La décision a été rendue le mercredi 12 juillet. L’université devra verser 50.000 DH au demandeur, qui accuse son employeur de l’avoir indûment sanctionné suite à une plainte pour harcèlement sexuel, qui débouchera finalement sur un acquittement.

Sur la base de cet acquittement, le professeur avait d’abord réussi à obtenir une annulation judiciaire de ladite sanction (suite à la plainte d’une étudiante, il avait consisté en sa révocation de ses fonctions d’encadrant au sein d’un master de droit). Il a ensuite déposé une action en responsabilité administrative contre l’université afin de lui réclamer une réparation.

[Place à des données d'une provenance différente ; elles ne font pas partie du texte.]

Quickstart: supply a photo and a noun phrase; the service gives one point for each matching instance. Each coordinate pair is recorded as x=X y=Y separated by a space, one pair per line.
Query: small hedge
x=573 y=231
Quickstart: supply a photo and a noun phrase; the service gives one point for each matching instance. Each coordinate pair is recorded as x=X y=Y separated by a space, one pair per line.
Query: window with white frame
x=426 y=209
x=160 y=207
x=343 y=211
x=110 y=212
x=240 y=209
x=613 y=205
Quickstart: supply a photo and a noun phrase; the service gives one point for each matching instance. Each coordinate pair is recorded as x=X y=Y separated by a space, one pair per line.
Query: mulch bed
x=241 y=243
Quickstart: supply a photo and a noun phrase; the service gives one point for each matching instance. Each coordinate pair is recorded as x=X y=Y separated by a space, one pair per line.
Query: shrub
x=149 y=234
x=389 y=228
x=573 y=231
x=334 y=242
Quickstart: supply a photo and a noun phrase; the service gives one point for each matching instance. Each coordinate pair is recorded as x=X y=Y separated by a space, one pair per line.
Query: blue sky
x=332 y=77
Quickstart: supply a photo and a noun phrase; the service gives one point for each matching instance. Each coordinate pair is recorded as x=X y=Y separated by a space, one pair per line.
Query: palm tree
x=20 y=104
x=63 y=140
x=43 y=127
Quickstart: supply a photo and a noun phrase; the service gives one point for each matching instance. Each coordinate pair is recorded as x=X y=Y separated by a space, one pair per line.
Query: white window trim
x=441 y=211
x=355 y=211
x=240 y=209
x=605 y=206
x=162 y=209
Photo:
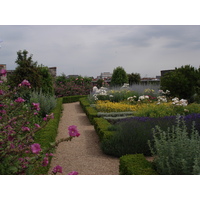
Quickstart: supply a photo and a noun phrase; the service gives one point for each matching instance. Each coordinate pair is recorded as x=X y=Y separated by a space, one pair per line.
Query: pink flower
x=56 y=169
x=19 y=100
x=37 y=125
x=35 y=148
x=73 y=173
x=73 y=132
x=1 y=92
x=3 y=72
x=25 y=83
x=45 y=161
x=51 y=116
x=36 y=106
x=25 y=128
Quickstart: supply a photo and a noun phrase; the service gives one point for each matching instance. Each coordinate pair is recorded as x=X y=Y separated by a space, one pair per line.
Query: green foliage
x=26 y=69
x=119 y=77
x=47 y=135
x=101 y=126
x=47 y=80
x=135 y=165
x=71 y=99
x=47 y=102
x=38 y=76
x=84 y=102
x=91 y=114
x=134 y=78
x=183 y=82
x=100 y=83
x=176 y=151
x=129 y=138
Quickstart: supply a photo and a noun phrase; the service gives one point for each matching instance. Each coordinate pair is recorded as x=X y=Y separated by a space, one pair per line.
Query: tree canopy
x=119 y=77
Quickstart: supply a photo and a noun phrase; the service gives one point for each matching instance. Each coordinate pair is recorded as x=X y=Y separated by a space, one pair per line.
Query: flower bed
x=131 y=134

Bien qu’il ait depuis récupéré ses fonctions, l’intéressé invoque un « grave dommage », à la fois « moral et matériel ». Il évoque ainsi le « lynchage médiatique » qu’il a subi suite à la révélation de l’affaire, mais aussi l’impact négatif sur « sa production scientifique », ayant été privé d’encadrer de nombreux chercheurs. Avec comme effet, des « retards au niveau de la promotion » et les opportunités d’augmentation qui en découlent.

Il s’agit d’une décision en appel. Elle annule le jugement de première instance où le tribunal administratif avait rejeté la demande du professeur.